Now you can access your indices with Search.main_index and even list all the types/models that it contains with Search.main_index.types.map(&:model)

The Engine-class is responsible for firing off search queries and wrapping the result in a SearchResultAdapter-instance.

class Search::Engine
  # delegate some methods to Stretcher::Server

  def initialize(model_class)
    # store model_class to pass it to SearchResultAdapter
  end

  def search(query_object, options)
    # convert query object to JSON
    # convert optional highlighter in options to JSON
    # execute query with highlighter
    # wrap the result with the result adapter using model_class
  end
end

The QueryObject-class is the base-class for all ES-queries. It is passed to the engines search-method. The engine then invokes the call-method of the query-object to get a hash-representation of the query.

class Search::Query
  def initialize(query_string, options)
  end

  def call
    # returns the query as a hash
  end
end

The SearchResultAdapter class wraps the raw Hashie::Mash object that is returned by stretcher. It mixes in the Enumerable module so that it is traversable and also implements record-loading for the document results:

module Search
  class SearchResultAdapter

    include Enumerable

    attr_reader :options, :records

    def initialize(result, options={})
      @result = result || raise(ArgumentError, 'result was nil')
      @options = options
      load_records! if options[:load]
    end

    def total_count
      @result.total
    end

    def length
      documents.length
    end

    def documents
      @result.documents
    end

    def ids
      documents.map(&:_id)
    end

    def model_class
      @options[:load]
    end

    def loaded?
      @records.present?
    end

    def each(&block)
      to_ary.each(&block)
    end

    def with_hits
      load_records! if !loaded?

      documents.zip(records).map do |doc, record|
        OpenStruct.new(model_class.to_s.downcase => record, document: doc)
      end
    end

    def each_with_hits(&block)
      with_hits.each(&block)
    end

    # require for rails collection-rendering
    def to_ary
      if loaded?
        with_hits
      else
        documents
      end
    end

  private

    def load_records!
      records = model_class.all(id: ids)

      mapping = records.inject({}) do |hash, record|
        hash.merge(record.id => record)
      end

      @records = documents.map do |doc|
        mapping[doc._id.to_i]
      end
    end

  end
end

Tips

You wonder why your document was not found by your query? Use the explain-api of ES. You pass in a document-id and the query and get an explanation of why the document was found or why it wasn’t found.

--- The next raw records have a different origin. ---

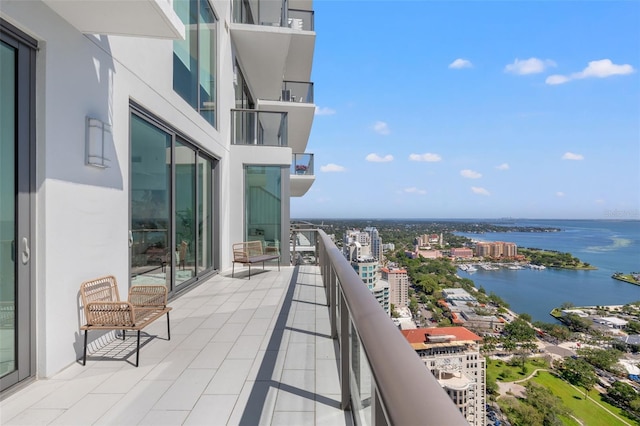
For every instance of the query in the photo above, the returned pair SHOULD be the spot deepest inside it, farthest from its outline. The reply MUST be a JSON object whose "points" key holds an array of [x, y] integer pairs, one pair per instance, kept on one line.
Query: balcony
{"points": [[306, 345], [271, 42], [296, 99], [302, 175], [141, 18], [265, 128]]}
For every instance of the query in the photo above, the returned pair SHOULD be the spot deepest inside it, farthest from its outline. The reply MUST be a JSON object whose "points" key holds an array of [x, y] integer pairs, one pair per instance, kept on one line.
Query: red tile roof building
{"points": [[452, 354]]}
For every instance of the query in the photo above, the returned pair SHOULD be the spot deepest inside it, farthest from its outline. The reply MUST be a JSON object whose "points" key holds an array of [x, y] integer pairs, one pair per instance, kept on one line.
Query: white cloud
{"points": [[460, 63], [325, 111], [529, 66], [602, 68], [552, 80], [572, 156], [332, 168], [480, 191], [427, 156], [470, 174], [381, 127], [414, 190], [375, 158]]}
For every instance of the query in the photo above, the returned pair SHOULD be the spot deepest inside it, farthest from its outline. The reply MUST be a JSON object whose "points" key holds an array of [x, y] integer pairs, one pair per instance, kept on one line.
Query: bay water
{"points": [[609, 245]]}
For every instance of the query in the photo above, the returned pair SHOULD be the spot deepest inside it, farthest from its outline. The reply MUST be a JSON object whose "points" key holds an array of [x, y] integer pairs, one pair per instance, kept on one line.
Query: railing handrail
{"points": [[409, 393]]}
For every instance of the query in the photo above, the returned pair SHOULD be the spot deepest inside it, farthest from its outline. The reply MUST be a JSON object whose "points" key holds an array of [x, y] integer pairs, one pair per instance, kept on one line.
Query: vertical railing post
{"points": [[377, 412], [333, 307], [345, 381]]}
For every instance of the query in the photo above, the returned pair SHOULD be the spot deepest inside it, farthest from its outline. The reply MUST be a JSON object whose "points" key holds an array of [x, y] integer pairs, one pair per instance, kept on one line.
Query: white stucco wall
{"points": [[82, 212]]}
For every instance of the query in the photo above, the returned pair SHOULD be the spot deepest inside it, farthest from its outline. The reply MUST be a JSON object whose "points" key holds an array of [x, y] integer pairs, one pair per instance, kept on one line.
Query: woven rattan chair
{"points": [[104, 310]]}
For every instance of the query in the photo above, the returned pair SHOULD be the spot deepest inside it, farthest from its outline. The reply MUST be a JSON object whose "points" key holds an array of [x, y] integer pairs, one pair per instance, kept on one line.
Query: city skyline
{"points": [[476, 110]]}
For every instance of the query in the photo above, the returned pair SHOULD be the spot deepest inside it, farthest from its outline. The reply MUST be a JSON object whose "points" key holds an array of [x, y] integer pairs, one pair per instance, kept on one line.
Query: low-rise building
{"points": [[452, 354]]}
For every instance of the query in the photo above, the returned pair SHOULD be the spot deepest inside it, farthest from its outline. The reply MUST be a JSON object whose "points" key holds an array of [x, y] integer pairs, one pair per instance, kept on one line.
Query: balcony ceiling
{"points": [[300, 184], [299, 121], [269, 55], [139, 18]]}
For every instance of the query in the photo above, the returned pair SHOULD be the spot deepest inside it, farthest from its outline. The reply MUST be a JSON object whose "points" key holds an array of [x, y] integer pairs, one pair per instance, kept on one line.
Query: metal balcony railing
{"points": [[302, 164], [253, 127], [382, 380], [272, 13], [297, 91]]}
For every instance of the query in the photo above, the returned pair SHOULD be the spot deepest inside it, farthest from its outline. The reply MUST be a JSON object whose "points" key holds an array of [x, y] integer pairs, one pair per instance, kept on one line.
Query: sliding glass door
{"points": [[171, 206], [17, 59]]}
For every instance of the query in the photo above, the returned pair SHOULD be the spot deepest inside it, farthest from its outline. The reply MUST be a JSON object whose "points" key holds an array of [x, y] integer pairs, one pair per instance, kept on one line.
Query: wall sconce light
{"points": [[97, 134]]}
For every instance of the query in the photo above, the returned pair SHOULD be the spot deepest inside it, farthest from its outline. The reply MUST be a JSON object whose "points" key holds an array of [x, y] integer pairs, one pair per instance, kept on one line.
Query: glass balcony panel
{"points": [[251, 127], [301, 20], [302, 164], [361, 381], [272, 13], [297, 91], [260, 12]]}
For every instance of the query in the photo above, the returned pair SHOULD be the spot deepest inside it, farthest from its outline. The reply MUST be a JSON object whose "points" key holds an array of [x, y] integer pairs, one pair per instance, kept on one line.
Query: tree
{"points": [[525, 317]]}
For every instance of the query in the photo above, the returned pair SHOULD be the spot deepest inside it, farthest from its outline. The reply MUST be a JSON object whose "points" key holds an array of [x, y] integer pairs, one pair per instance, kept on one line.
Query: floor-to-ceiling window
{"points": [[172, 215], [17, 81], [194, 58], [263, 204]]}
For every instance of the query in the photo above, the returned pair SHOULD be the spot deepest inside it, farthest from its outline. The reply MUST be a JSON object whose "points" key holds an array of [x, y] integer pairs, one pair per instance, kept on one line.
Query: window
{"points": [[263, 204], [194, 58], [172, 206]]}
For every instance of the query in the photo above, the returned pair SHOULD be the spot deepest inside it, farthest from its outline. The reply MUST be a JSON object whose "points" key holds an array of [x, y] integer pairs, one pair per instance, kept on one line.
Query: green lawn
{"points": [[498, 369], [587, 411]]}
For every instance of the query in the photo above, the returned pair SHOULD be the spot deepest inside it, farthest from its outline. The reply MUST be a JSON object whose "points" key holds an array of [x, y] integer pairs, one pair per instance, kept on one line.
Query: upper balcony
{"points": [[140, 18], [264, 128], [296, 99], [307, 344], [273, 41], [302, 175]]}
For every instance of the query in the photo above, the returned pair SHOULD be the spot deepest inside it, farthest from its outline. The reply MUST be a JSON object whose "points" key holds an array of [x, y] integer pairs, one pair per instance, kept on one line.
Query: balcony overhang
{"points": [[139, 18], [270, 55], [299, 121], [300, 184]]}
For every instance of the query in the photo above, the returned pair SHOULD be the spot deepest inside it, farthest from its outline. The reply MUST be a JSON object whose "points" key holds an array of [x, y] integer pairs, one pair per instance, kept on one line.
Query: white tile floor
{"points": [[241, 352]]}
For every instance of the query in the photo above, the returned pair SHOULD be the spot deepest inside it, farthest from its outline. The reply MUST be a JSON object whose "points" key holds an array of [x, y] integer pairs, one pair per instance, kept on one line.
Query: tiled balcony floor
{"points": [[241, 352]]}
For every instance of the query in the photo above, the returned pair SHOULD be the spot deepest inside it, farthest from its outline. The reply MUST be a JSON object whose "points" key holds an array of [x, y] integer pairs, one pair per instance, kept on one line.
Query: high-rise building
{"points": [[368, 269], [452, 354], [149, 137], [376, 242], [398, 285]]}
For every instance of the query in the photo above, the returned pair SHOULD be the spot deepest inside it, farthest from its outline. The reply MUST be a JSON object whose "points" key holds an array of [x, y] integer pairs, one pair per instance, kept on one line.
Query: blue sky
{"points": [[434, 109]]}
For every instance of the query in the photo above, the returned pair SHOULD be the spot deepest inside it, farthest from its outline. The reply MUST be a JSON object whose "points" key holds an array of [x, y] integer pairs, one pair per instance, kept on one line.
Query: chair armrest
{"points": [[240, 256], [148, 295], [109, 314]]}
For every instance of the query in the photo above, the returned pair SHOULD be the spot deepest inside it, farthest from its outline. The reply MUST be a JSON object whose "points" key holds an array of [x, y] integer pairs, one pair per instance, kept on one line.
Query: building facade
{"points": [[398, 286], [140, 140], [496, 249], [452, 354]]}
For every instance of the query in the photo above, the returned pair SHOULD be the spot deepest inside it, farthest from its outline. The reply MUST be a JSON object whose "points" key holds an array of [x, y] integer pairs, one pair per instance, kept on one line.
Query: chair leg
{"points": [[84, 356], [168, 328], [138, 349]]}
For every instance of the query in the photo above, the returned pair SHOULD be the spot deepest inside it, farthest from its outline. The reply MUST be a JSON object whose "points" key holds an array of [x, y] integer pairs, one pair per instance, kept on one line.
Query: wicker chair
{"points": [[104, 310]]}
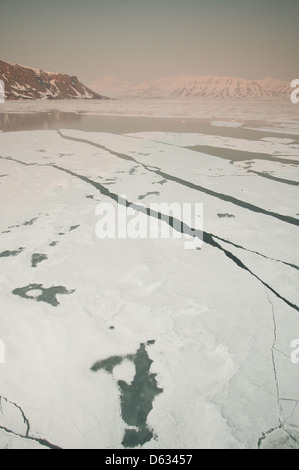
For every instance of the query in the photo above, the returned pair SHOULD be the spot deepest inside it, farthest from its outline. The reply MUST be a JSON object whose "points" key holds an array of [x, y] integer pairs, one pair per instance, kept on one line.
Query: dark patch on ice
{"points": [[37, 258], [267, 175], [48, 295], [8, 253], [133, 170], [29, 222], [155, 193], [240, 155], [136, 398], [74, 227], [229, 216]]}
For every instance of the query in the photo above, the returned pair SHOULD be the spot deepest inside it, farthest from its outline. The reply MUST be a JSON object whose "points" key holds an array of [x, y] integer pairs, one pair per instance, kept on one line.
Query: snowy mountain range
{"points": [[23, 82], [193, 86]]}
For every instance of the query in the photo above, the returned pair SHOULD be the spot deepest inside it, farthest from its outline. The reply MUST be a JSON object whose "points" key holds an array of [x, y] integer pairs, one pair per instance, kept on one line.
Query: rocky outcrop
{"points": [[33, 84]]}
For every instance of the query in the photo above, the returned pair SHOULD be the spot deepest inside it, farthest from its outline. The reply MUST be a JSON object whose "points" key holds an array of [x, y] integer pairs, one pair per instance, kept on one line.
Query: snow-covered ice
{"points": [[205, 333]]}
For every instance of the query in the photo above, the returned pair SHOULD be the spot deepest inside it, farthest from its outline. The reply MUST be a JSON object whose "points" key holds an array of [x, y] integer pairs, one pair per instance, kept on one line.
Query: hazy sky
{"points": [[147, 39]]}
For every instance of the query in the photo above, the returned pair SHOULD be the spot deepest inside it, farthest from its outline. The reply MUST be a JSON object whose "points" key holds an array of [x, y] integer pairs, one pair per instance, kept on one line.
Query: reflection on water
{"points": [[37, 121], [54, 120]]}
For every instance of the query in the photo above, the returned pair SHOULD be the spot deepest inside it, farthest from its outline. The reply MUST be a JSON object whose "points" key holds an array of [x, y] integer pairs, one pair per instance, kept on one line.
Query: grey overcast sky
{"points": [[146, 39]]}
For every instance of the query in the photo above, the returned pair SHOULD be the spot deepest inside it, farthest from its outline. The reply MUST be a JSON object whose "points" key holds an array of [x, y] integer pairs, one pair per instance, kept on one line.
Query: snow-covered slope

For simple searches use the match_query with a cutoff_frequency to treat stopwords correctly and with phrase_prefix to find partial matches. The query is very robust agains malformed input and does not throw exceptions like the query_string_query. Use the simple_query_string_query if you need simple search operator support. It is still very robust like the match_query. You can actually specify which operators should be allowed and which operators shouldn’t.